To move around, we need to clip our cow’s tail to the line. At least one of the cow’s tail’s carabiners should be clipped to the safety line at all times as a person moves along. Whenever there is a point of connection, he should clip one carabiner to the other end of the line before disengaging the other. Ideally, both lines of the cow’s tail should be attached to the safety line.
Vince moved along the ledge, clipping his cow’s tail to the safety line. The green carabiner, which is positioned against the rock column serves as a point of connection. For safety purposes and to prevent the rope from having too much slack, several points of connections are positioned along the ledge.
The safety line is held by a carabiner that is attached to a properly bolted hanger.
From the ledge, we can clearly see the anchors for our four main lines. Each line is tied to the other three, making then triple redundant. Additionally, climbers don’t need to be concerned about rope failure; each rope is over-engineered and can carry 2 tons. That is the weight of a car!
JBoy received an emergency call from a colleague, telling him to report to the office to work on some stuff. He went ahead of us by ascending the cliff.
At the top of the Kiokong White Rock Wall is a dirt trail that leads to the ground. The guides and their hired porters use the trail to haul the equipment to and from the cliff.
Here’s a nice video of his ascent. This also shows how an ascent is made using single rope technique (SRT).
While we ate a light breakfast of bread, fruits, and coffee, the sun eventually broke through the clouds and began heating up the land. The morning heat caused the fog to slowly dissipate, unveiling the spectacular view all around us.
Let’s check out the wonders of nature that were unveiled right before us. This large karst formation is right across the Kiokong White Rock Wall. It has almost the same height as the main rock wall and is ideal for a second vertical bivouac site.
According to Mark, several locals who wish to do penance during Holy Week access the top of the cliff via a dirt trail behind the formation.
Adventure Technology Outfitters plans to fix a line from the top of the Kiokong White Rock Wall to the summit of this karst formation so they could establish a tylorean traverse adventure in the near future.
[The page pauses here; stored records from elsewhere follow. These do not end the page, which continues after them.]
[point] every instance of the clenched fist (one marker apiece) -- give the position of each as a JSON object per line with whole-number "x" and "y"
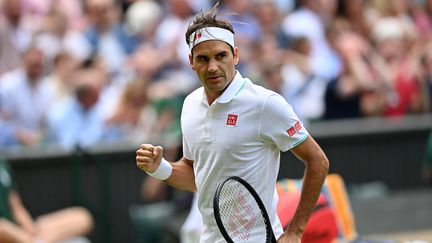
{"x": 149, "y": 157}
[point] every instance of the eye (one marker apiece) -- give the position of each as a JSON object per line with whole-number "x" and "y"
{"x": 201, "y": 59}
{"x": 221, "y": 55}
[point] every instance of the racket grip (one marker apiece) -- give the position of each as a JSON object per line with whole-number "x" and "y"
{"x": 163, "y": 171}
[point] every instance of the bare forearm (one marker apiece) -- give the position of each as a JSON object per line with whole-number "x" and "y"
{"x": 182, "y": 176}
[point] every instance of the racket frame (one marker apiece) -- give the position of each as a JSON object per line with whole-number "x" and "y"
{"x": 251, "y": 190}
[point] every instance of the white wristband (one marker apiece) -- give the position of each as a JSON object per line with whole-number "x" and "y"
{"x": 163, "y": 171}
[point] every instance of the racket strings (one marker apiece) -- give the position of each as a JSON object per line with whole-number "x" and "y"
{"x": 240, "y": 213}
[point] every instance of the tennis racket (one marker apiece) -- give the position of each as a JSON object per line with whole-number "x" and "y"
{"x": 240, "y": 214}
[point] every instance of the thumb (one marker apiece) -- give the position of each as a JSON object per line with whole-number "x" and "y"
{"x": 158, "y": 152}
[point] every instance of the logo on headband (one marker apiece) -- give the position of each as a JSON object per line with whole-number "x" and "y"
{"x": 196, "y": 37}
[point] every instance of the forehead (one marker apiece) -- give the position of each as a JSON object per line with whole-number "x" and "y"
{"x": 211, "y": 47}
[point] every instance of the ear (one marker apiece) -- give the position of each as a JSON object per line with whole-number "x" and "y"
{"x": 191, "y": 61}
{"x": 236, "y": 56}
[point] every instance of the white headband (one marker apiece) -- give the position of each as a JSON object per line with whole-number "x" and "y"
{"x": 211, "y": 33}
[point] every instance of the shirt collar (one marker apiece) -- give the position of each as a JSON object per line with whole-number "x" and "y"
{"x": 232, "y": 90}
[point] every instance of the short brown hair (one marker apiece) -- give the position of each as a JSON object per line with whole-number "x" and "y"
{"x": 207, "y": 19}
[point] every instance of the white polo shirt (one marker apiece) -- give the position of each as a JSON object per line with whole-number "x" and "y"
{"x": 240, "y": 134}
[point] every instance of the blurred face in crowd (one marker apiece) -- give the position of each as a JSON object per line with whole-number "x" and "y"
{"x": 99, "y": 12}
{"x": 214, "y": 63}
{"x": 88, "y": 87}
{"x": 34, "y": 63}
{"x": 12, "y": 10}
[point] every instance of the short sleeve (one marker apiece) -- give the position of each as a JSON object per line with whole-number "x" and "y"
{"x": 186, "y": 152}
{"x": 280, "y": 125}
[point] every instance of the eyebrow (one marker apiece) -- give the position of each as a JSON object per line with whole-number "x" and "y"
{"x": 217, "y": 54}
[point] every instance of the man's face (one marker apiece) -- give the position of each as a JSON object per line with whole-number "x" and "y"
{"x": 214, "y": 63}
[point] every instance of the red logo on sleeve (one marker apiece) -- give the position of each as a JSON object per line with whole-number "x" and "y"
{"x": 294, "y": 129}
{"x": 232, "y": 120}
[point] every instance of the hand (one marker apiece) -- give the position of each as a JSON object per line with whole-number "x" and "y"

We can see the entire expanse of Barangay San Jose (modern name of Kiokong) from the ledge. As you can see, large areas of this barangay are farms and coconut groves. It comes to no surprise as Bukidnon largely depends on agriculture as its main industry.
Also, we could see Mt. Pianggayungan in the distance. That mountain is in the neighboring province of Lanao del Sur.
That’s the Pulangi Bridge spanning across the Pulangi River. That’s a cool place for rappelling and bridge jumping. Vehicles going to and from Davao cross this bridge.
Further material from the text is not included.